Church in Innlandet, Norway

Bruflat Church (Bruflat kyrkje) is a parish church of the Church of Norway in Etnedal Municipality in Innlandet county, Norway. It is located in the village of Bruflat. It is the church for the Bruflat parish which is part of the Valdres prosti (deanery) in the Diocese of Hamar. The brown, wooden church was built in a cruciform design in 1750 using plans drawn up by the architect Svend Tråseth. The church seats about 217 people.

==History==
The earliest existing historical records of the church date back to the year 1317, but the church was not built that year. The first church in Bruflat was a wooden stave church that was built during the 13th century. This church was located about 350 m northwest of the present church. What then happened to this church is not entirely clear, but it seems as if the whole area of Etnedal was almost depopulated and overgrown after the Black Death in 1350. After this time, the church was not used for a long time.

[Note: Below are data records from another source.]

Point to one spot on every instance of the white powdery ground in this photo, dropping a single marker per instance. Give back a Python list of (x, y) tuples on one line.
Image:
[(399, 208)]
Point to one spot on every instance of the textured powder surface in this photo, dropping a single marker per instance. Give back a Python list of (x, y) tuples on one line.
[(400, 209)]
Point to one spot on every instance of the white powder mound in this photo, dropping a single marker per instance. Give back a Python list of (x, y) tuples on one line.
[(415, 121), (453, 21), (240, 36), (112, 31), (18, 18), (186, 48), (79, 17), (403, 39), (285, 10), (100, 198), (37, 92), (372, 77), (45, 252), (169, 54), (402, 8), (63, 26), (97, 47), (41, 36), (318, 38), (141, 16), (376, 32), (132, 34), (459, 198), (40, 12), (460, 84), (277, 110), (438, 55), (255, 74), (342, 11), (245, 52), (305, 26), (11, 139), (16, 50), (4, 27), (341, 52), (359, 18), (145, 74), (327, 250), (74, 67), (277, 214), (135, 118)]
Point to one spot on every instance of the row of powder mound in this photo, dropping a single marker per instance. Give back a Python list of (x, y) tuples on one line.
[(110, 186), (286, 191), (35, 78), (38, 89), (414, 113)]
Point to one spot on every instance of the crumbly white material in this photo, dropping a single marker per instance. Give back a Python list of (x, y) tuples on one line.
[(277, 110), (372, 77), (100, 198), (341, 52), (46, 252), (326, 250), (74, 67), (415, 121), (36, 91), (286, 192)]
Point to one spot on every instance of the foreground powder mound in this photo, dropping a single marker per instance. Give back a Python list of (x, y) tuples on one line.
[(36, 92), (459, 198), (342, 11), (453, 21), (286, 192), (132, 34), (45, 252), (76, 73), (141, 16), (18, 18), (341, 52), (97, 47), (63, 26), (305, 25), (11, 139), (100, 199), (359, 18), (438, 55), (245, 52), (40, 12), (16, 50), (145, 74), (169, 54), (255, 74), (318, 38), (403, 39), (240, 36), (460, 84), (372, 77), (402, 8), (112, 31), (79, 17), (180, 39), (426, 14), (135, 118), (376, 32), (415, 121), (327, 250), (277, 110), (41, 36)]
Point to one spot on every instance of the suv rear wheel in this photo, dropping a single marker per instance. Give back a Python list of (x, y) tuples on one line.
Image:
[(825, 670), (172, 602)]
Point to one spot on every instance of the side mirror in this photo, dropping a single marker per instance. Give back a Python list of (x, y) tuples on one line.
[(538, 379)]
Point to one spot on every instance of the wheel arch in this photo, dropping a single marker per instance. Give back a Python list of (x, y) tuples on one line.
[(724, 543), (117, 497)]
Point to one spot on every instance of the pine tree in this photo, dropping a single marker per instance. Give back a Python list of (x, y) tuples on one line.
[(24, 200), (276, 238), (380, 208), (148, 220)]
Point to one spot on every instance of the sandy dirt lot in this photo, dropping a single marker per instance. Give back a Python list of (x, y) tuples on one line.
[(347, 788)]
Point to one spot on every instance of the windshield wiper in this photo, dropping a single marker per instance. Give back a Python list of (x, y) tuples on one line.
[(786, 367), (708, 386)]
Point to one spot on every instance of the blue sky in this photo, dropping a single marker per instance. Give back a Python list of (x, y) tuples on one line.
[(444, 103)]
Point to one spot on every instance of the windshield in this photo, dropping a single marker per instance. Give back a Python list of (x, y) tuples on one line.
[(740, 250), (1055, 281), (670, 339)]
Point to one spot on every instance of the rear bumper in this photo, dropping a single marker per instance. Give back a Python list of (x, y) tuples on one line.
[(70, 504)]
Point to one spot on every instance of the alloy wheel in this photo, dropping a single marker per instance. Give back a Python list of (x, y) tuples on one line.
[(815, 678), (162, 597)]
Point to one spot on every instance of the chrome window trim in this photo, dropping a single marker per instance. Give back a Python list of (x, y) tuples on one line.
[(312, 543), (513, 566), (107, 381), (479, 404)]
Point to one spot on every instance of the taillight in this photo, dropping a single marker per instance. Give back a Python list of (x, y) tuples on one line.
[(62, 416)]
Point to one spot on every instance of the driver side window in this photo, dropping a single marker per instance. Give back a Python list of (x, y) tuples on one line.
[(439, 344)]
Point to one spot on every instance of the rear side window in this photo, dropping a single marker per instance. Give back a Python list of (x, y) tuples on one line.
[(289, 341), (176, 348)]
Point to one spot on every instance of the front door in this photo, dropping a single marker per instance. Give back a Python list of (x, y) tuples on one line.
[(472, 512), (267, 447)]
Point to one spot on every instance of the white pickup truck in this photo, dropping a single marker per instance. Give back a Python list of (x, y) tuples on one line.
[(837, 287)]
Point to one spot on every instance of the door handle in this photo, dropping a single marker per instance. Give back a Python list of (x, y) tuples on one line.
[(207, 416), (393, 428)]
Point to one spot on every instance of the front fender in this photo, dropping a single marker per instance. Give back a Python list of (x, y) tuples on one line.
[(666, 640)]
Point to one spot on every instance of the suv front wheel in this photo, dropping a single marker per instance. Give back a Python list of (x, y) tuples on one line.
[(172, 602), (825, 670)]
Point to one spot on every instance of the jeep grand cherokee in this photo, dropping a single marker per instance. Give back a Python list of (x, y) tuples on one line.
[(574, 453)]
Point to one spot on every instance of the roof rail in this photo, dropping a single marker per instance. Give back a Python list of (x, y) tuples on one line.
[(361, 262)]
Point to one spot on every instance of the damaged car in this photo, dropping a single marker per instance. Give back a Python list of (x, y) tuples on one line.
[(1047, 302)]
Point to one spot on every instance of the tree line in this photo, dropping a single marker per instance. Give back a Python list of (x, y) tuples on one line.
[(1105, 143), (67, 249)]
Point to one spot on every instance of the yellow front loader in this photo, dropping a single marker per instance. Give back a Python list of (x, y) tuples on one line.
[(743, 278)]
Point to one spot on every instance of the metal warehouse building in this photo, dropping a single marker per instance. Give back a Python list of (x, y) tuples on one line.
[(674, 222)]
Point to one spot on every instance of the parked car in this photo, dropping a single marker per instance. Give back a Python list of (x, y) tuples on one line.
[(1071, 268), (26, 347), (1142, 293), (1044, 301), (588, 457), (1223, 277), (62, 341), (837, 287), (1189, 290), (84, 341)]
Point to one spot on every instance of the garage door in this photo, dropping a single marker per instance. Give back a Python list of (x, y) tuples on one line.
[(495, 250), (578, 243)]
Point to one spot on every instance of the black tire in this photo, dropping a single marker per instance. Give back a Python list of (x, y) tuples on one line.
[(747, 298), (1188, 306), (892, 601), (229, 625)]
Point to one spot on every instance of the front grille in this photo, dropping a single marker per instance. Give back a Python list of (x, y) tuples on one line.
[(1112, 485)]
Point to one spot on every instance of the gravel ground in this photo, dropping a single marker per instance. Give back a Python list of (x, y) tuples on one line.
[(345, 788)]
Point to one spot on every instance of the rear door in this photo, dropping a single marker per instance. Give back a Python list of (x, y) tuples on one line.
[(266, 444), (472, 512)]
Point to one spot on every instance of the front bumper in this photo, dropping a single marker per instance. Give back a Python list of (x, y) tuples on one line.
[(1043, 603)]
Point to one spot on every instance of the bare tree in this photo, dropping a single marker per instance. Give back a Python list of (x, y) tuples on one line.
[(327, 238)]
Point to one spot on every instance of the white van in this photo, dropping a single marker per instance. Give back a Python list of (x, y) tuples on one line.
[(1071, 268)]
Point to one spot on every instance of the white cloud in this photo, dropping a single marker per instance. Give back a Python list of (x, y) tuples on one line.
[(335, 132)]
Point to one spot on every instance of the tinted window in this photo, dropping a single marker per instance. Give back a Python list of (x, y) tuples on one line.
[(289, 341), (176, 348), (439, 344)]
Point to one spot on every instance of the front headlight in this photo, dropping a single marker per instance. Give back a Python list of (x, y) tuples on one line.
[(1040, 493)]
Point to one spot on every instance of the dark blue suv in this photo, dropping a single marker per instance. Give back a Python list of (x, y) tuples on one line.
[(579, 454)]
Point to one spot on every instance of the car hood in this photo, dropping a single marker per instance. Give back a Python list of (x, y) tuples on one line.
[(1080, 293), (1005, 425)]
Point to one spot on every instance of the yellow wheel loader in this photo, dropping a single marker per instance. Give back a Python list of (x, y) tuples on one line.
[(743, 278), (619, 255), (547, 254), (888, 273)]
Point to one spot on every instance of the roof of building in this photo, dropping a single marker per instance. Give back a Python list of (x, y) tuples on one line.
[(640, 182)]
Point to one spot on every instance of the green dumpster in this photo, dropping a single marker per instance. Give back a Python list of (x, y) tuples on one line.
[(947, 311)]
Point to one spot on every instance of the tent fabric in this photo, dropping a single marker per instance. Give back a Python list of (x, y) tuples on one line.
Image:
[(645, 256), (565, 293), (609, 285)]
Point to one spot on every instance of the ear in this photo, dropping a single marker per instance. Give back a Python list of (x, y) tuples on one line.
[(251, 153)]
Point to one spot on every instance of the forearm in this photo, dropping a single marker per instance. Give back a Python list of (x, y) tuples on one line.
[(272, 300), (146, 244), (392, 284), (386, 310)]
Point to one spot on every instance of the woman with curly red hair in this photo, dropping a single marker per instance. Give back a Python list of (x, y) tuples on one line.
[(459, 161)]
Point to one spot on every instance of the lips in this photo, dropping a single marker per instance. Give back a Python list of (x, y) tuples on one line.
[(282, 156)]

After the Reformation, the local people of Etnedal requested permission to build a local church. In 1641, a new church was built at Bruflat, at approximately the same location as the medieval church site. The church was consecrated on 25 June 1641. There is no reliable description of this new chapel, but it is believed that it was a simple, small, wooden annex chapel that was subordinate to the main Aurdal Church. About 100 years later, the parish determined that a new church was needed. The new church was built a little further down the hill from the old church. There has been great confusion as to date of construction of the new church, but samples of wood indicate that timber was felled from the winter of 1736–1737 to the winter of 1743–1744, so the church was likely built during the mid- to late-1740s. The church was officially consecrated on 24 July 1750. The church was built by Svend Tråseth.

The church has been rebuilt, repaired, and restored a number of times, including in 1818–1820, 1860, 1909–1912, and 1974–75. The work that was done in 1909–1912 was particularly extensive, which took place on the basis of drawings by Holger Sinding-Larsen. On that occasion, the cross-arms in the west, south, and east were extended. The extension on the east end became a new sacristy. In April 1940, Bruflat Church was left in the line of fire during World War II, and the church records were all moved to a nearby house for safe keeping, but the house burned down, so the historic church records were lost.